For those unfamiliar with the term, ROI – “Return On Investment” – is a common business term used to evaluate whether something is worth spending money on. If investing in that faster email system for $10,000 lets you earn money twice as fast, there’s a good (5x!) ROI if you normally make $50,000/year and now make $100,000… and a terrible one if you normally make $1000 and now you make $2000, because you spent $10,000 to earn $1,000… so it’ll take 10 years to payback that investment.
Babies have a terrible ROI. The first six weeks is almost all “I”, in the form of sleepless nights, unproductive days, and a constant give, give, give for all your baby will take, take, take. Your primary R is a smile here and there, and a sense of accomplishment for all that you’re investing. Toddlers are only slightly better. Grade schoolers definitely have more “R” because they’re more fun. Middle schoolers even more so.

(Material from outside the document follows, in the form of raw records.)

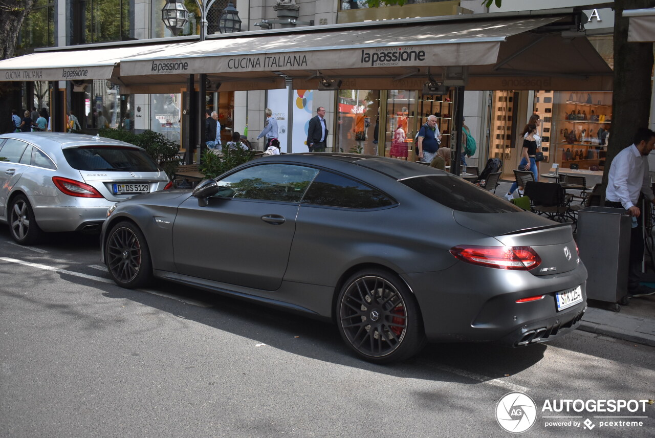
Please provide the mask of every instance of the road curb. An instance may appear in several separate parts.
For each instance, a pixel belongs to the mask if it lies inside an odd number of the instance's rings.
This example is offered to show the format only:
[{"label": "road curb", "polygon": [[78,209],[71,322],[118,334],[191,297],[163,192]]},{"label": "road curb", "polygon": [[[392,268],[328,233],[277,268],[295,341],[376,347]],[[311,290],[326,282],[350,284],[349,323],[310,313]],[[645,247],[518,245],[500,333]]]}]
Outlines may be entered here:
[{"label": "road curb", "polygon": [[651,347],[655,347],[655,338],[652,336],[646,334],[641,334],[638,332],[622,330],[621,329],[606,325],[605,324],[598,324],[593,322],[580,321],[578,329],[583,331],[588,331],[597,335],[603,335],[617,339],[622,339],[631,342],[642,344]]}]

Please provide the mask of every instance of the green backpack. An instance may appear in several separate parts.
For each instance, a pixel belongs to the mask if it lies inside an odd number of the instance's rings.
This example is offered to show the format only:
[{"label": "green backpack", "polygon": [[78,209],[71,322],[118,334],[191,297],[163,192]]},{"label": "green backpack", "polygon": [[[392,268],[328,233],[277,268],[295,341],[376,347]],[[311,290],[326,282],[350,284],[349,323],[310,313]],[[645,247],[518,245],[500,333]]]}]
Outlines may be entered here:
[{"label": "green backpack", "polygon": [[464,153],[466,154],[467,156],[473,156],[477,149],[476,139],[473,138],[473,136],[471,135],[470,132],[466,128],[464,128],[464,132],[466,134],[466,144],[464,147]]}]

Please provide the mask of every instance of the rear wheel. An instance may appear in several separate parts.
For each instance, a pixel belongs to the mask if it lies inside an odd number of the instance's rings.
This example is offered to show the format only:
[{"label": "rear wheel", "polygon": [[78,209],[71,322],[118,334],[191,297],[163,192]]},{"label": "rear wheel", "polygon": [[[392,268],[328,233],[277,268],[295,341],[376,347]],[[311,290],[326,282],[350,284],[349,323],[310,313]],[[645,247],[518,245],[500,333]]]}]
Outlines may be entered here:
[{"label": "rear wheel", "polygon": [[396,274],[377,268],[357,272],[341,289],[336,310],[341,337],[367,361],[401,361],[423,344],[419,306]]},{"label": "rear wheel", "polygon": [[119,222],[111,228],[105,245],[105,263],[109,275],[123,287],[139,287],[152,278],[152,261],[145,236],[132,222]]},{"label": "rear wheel", "polygon": [[43,232],[34,219],[34,211],[29,201],[22,194],[18,195],[12,200],[9,219],[11,237],[19,245],[35,244],[43,235]]}]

The ROI becomes more obvious as your kids grow. They gain self-sufficiency. They help you out with chores, sometimes even without prompting. You don’t spend $75+ on baby sitting for dinner and a movie. As they grow older, they become your sidekicks, your cribbage partners, your avatar. They’re the home team you’re rooting for in life. They’re the source of so much proudness.
And don’t get me started on grandparenting. From what I’ve observed, that’s when the kid thing pays crazy dividends. Not to mention it becomes up to them to take care of you, eventually.
Of course, all of this is bullshit, too. Because love doesn’t keep score. And parenting isn’t measured on ROI.
But still… it doesn’t hurt to get those moments where one kid is running around at soccer practice, and the other is on the playground with grade school friends, after the three of you finished dinner and had some ice cream, as a comfortable fall evening wraps up. You look around, take a deep breath, and say to yourself: “This is a joyful moment.”